JaColBERTv2.5

Maintained By
answerdotai

JaColBERTv2.5

PropertyValue
Parameter Count111M
LicenseMIT
PaperView Paper
Base Modelcl-tohoku/bert-base-japanese-v3
Tensor TypeF32

What is JaColBERTv2.5?

JaColBERTv2.5 is an advanced Japanese language model specifically designed for sentence similarity tasks. Built upon the ColBERT architecture, this model represents a significant advancement in Japanese text retrieval systems, achieving state-of-the-art performance while using only 40% of the training data compared to its predecessor.

Implementation Details

The model utilizes RAGatouille library and is built on top of the bert-base-japanese-v3 architecture.
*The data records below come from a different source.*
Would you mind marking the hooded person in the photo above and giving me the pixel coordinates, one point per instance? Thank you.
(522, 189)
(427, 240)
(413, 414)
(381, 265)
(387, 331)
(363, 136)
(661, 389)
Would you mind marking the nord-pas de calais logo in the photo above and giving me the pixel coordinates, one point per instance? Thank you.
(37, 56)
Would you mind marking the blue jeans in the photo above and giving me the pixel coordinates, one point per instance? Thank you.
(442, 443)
It implements an optimized multi-vector retrieval approach, trained on five diverse datasets including MIRACL, MMARCO-japanese, JQaRA, JaGovFaqs-22k, and MMARCO.

  • Optimized training recipe for improved performance
  • Efficient resource utilization with reduced training data
  • Enhanced multi-vector retrieval capabilities

Core Capabilities

  • State-of-the-art Japanese sentence similarity matching
  • Outperforms previous approaches including JaColBERTv2 and BGE-M3
  • Optimized for production deployment with F32 tensor support
  • Specialized in Japanese language understanding and retrieval

Frequently Asked Questions

Q: What makes this model unique?

JaColBERTv2.5 stands out for its ability to achieve superior performance while using significantly less training data than previous versions. It specifically excels in Japanese language processing and has demonstrated better results than multilingual models like BGE-M3.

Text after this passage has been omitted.